The chapter closes with Peter's violent threefold denial of Christ. What humiliation and remorse after such boastful confidence! He truly had been ready to fight for Christ, but the command to "Put up the sword" and the warning that
"All they that take the sword shall perish with the sword" (v. 52)
-- found him wholly unprepared.
If he had watched and prayed in the Garden with Christ, instead of sleeping, perhaps he would have been ready -- but he had to learn a different, harder way.
Peter had to learn to listen and accept. His devotion was impulsive and thoughtless and self-confident. When Christ spoke of the necessity of his sacrifice, trying to prepare the disciples' minds, Peter instead of listening and learning said --
"No -- I know better -- it must be the way I think."
He thought it was devotion, but it was really self-assertion and presumption. Then when Christ was about to wash his feet, and teach him something, again he said
"No -- I know better -- thou shalt never wash my feet!"
And when Christ said --
"If I wash thee not, thou hast no part with me"

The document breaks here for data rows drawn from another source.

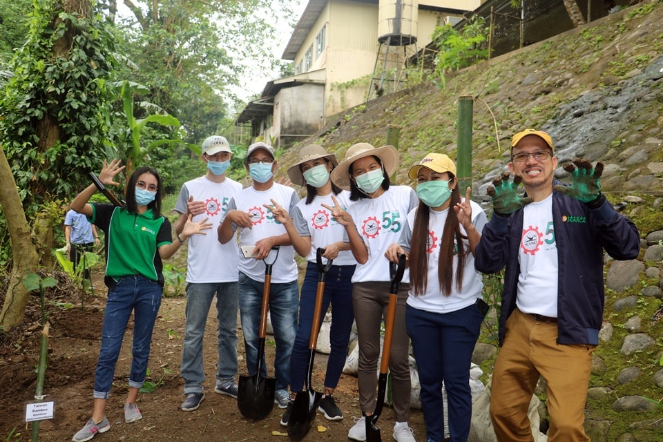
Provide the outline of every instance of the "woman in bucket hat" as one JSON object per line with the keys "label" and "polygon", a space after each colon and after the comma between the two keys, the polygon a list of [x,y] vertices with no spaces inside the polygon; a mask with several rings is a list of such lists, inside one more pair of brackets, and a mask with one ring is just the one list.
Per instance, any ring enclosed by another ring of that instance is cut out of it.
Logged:
{"label": "woman in bucket hat", "polygon": [[[352,282],[350,280],[357,263],[350,251],[349,244],[343,242],[345,227],[332,218],[329,211],[321,206],[322,204],[333,204],[332,195],[344,208],[349,203],[349,192],[342,191],[329,179],[330,172],[338,164],[336,156],[327,153],[322,146],[309,144],[305,146],[300,152],[298,162],[288,169],[288,177],[294,184],[306,186],[306,198],[297,204],[293,218],[278,204],[270,207],[276,220],[285,226],[295,250],[307,260],[299,304],[299,325],[290,356],[291,390],[295,392],[303,390],[306,376],[309,339],[318,287],[318,248],[325,249],[324,258],[334,260],[334,264],[327,273],[323,317],[320,318],[321,324],[331,303],[332,318],[329,340],[332,349],[325,376],[325,394],[318,407],[330,421],[343,419],[343,412],[336,406],[332,394],[345,363],[347,344],[354,320]],[[287,425],[291,408],[291,403],[281,419],[282,425]]]}
{"label": "woman in bucket hat", "polygon": [[[380,356],[380,326],[389,303],[389,261],[385,253],[401,236],[405,215],[419,200],[412,188],[392,186],[390,176],[398,166],[398,153],[393,146],[375,148],[368,143],[354,144],[344,160],[332,171],[332,181],[350,191],[354,202],[347,209],[334,201],[332,211],[345,227],[351,250],[358,265],[352,277],[352,305],[357,321],[359,345],[359,403],[362,416],[347,436],[356,441],[366,439],[365,416],[375,410],[378,359]],[[334,200],[334,198],[332,198]],[[405,332],[405,300],[409,291],[405,270],[398,294],[396,321],[389,368],[392,374],[394,439],[414,442],[407,426],[410,417],[410,375]]]}
{"label": "woman in bucket hat", "polygon": [[[397,262],[400,253],[410,255],[405,324],[419,374],[427,441],[447,440],[448,426],[451,442],[465,442],[472,416],[470,360],[488,307],[473,255],[488,220],[470,200],[469,188],[461,198],[456,164],[447,155],[429,153],[408,176],[416,181],[421,202],[407,214],[403,234],[387,258]],[[448,414],[446,423],[443,410]]]}

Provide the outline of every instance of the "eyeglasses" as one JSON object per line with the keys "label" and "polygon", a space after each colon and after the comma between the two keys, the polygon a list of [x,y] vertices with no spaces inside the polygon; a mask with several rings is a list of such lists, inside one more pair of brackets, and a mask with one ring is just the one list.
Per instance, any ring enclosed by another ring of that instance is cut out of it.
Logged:
{"label": "eyeglasses", "polygon": [[148,186],[142,181],[139,181],[136,183],[136,187],[138,189],[142,189],[143,190],[147,189],[148,191],[152,192],[153,193],[156,193],[157,191],[159,190],[159,188],[155,186],[154,184],[150,184]]}
{"label": "eyeglasses", "polygon": [[249,160],[249,164],[265,164],[265,166],[267,166],[269,164],[273,164],[273,160],[258,160],[258,158],[252,158]]}
{"label": "eyeglasses", "polygon": [[515,163],[523,163],[529,159],[530,155],[534,157],[534,159],[537,161],[544,161],[544,160],[548,160],[548,157],[550,156],[550,153],[537,151],[531,152],[530,153],[517,153],[516,155],[513,155],[512,161]]}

-- it STILL had to be Peter's way, not Christ's --
"No -- I know better -- not my feet only, but my hands and my head."
He thought it was devotion, and truly it was, but it was a devotion that had to learn how to learn. Peter wanted to be spectacular in his devotion. He wanted to walk on the water, like Christ. He would have been wiser to wait In the boat with the rest.
We must learn the lesson well, if we wish to be useful in God's purpose, and accepted by Him. We must learn to carefully LISTEN, and to carefully OBEY.
Careful, thoughtful, self-examining, patient obedience is the only true devotion. There are millions filled with self-satisfied devotion, going about to establish their own righteousness by great deeds for Christ -- self-confidently following their own will, and self-assuredly dictating to God the way of life, as Peter did to Christ.
But very few are prepared to submit to God's way -- to stop, and think, and study, and meditate, and learn God's desire in every little, careful detail. These are the few alone whom God will save --
"Watch and pray, that ye enter not into temptation: the spirit indeed is willing, but the flesh is weak."